I'm trying to understand Rust's move semantics in the case of a struct that contains fields with types that implement the Copy trait. Consider the following struct:

struct Book {
    author: &'static str,
    title: &'static str,
    year: u32,
}

fn main() {
    let bookA = Book {
        author: "Douglas Hofstadter",
        title: "Gödel, Escher, Bach",
        year: 1979,
    };
    
    let addr_bookA: *const Book = &bookA;
    let bookB = bookA; // Move occurs here
    
    // Getting the memory addresses as raw pointers
    
    let addr_bookB: *const Book = &bookB;
    
    println!("Address of bookA: {:p}", addr_bookA);
    println!("Address of bookB: {:p}", addr_bookB);
}

Output:

Address of bookA: 0x7fff20b1a0b0
Address of bookB: 0x7fff20b1a0e0

Given there is a move and bookB takes up the value that was assigned to bookA, I was expecting a shallow copy of the data when bookA is assigned to bookB. However, when I check the memory addresses of these two variables, they are different.

Could someone help clarify the following points?

1. Why does a move of a struct still result in different memory addresses for the original and the moved-to variables?

2. Is the data actually copied in this scenario, and if so, why does Rust treat it as a move?

Playground

Answer 1

Why does a move of a struct still result in different memory addresses for the original and the moved-to variables?
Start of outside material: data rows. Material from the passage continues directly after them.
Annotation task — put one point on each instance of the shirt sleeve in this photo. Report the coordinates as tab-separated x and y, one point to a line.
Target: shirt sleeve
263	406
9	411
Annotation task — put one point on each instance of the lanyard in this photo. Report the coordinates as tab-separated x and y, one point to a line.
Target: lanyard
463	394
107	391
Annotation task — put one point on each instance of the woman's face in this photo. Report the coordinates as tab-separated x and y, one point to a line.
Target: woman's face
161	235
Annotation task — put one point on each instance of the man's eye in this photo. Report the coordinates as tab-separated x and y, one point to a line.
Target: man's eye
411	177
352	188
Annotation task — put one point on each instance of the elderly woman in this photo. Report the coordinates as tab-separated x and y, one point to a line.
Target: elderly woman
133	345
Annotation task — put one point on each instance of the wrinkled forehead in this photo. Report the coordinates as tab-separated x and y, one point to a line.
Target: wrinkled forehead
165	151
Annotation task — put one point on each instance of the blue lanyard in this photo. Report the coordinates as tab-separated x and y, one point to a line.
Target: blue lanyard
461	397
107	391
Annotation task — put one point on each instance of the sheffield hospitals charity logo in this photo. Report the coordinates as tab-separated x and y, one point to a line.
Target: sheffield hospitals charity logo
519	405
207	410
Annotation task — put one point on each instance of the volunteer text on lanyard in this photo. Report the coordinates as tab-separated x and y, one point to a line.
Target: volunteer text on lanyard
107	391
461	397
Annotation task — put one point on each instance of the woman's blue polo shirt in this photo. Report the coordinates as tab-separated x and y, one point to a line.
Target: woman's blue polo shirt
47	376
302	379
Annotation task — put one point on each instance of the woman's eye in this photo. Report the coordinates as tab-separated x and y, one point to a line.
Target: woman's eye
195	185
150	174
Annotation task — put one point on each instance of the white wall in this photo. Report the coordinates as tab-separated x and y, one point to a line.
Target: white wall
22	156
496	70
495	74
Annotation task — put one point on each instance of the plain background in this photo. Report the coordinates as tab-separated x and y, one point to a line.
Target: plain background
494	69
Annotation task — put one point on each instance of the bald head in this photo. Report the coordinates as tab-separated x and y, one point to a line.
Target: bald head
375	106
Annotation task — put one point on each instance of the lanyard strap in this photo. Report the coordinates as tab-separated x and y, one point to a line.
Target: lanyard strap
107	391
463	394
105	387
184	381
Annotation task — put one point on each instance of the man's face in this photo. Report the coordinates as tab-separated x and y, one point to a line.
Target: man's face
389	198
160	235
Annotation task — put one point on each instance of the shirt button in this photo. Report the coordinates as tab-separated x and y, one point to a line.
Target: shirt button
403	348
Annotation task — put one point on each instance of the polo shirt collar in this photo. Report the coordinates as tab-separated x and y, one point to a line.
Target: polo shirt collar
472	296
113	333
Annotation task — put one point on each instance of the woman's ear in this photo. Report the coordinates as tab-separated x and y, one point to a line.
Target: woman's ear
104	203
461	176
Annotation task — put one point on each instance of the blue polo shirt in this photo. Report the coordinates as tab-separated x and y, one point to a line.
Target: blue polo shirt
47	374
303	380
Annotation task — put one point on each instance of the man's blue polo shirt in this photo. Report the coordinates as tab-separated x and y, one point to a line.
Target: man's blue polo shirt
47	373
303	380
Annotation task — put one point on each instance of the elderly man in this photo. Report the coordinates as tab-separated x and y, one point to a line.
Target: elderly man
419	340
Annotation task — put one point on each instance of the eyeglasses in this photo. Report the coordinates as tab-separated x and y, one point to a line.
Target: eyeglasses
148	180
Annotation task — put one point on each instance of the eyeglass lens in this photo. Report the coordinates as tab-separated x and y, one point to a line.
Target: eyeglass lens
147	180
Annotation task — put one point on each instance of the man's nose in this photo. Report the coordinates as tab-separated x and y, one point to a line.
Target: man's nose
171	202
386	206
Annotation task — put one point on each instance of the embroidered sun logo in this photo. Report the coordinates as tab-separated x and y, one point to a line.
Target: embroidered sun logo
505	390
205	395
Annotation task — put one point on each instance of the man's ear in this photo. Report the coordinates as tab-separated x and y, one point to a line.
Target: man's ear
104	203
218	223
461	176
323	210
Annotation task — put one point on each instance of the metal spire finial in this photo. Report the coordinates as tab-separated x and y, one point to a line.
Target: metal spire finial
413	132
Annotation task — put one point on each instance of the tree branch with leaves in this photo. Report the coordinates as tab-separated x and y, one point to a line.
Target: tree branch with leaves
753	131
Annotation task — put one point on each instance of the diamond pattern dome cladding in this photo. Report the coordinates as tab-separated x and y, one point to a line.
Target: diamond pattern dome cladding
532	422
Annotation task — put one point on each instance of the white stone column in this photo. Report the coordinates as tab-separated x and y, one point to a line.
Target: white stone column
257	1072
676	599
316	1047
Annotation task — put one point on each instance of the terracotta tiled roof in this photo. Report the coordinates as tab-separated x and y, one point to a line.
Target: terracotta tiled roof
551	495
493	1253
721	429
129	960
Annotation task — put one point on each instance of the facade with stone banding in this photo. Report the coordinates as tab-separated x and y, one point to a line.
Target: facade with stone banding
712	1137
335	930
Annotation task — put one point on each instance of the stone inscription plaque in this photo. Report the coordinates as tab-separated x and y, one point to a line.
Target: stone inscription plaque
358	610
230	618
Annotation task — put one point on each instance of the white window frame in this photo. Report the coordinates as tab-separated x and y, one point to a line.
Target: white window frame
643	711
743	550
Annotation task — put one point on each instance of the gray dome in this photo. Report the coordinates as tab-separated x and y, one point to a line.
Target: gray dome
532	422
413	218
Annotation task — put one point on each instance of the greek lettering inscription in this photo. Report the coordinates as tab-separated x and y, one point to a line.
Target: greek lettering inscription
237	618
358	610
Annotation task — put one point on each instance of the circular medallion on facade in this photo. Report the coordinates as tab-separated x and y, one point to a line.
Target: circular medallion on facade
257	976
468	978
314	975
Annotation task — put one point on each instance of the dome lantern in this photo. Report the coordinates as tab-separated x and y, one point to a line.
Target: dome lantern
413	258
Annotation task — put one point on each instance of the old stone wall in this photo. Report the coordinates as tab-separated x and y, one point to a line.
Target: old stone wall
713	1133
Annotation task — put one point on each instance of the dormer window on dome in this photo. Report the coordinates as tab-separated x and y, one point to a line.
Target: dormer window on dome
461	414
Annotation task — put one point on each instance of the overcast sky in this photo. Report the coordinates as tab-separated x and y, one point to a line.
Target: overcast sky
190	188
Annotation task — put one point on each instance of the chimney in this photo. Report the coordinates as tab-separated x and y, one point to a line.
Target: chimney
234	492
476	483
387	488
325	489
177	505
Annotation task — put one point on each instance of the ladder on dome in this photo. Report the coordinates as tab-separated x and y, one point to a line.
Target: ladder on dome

Quite simply, because you observed the addresses. This forces the optimizer to realize two different locations to hold their data; the very act of obtaining the addresses prevents the optimizer from eliding the move. (In your case you print them out, but the optimizer likely is unable to figure out that the function you hand them off to to perform the formatting isn't going to dereference them.)

As Professor Farnsworth once said:

If you remove the code that obtains and prints the addresses, and then inspect the resulting assembly, you will see that there is no code generated for the move. (The highlighting here is misleading, because the line let bookB = bookA shows generated code, but note that the line initializing bookA does not. If you remove the line with the move, the generated assembly will be identical. It seems the optimizer is simply delaying initialization until the line with the move, and so it associates the generated assembly with that line instead of with the line initializing bookA.)

If you are curious what optimizations are being performed, you should inspect the resulting assembly directly. Modifying your code in an attempt to determine what optimizations are being performed can change which optimizations are performed.

Answer 2

Is the data actually copied in this scenario, and if so, why does Rust treat it as a move?

Because the only difference between a move and a copy is that with a copy the original can still be used. Semantically, both are memcpy (so byte-copy of the source to the target).

Those copies may be optimised away, but that's independent of the semantics.

Why does a move of a struct still result in different memory addresses for the original and the moved-to variables?

Because LLVM does not optimise away the copy. I will confess that I don't know why, I used to assume LLVM would not see the difference between an SSA version of the same thing but clearly it does and either refuses or can not optimise its stack allocation by removing the copy (just relabelling internally). I've never dived into the reason why that could not happen tho, there might be some metadata which rustc is not setting, or some safety corner case which prevents LLVM from doing it.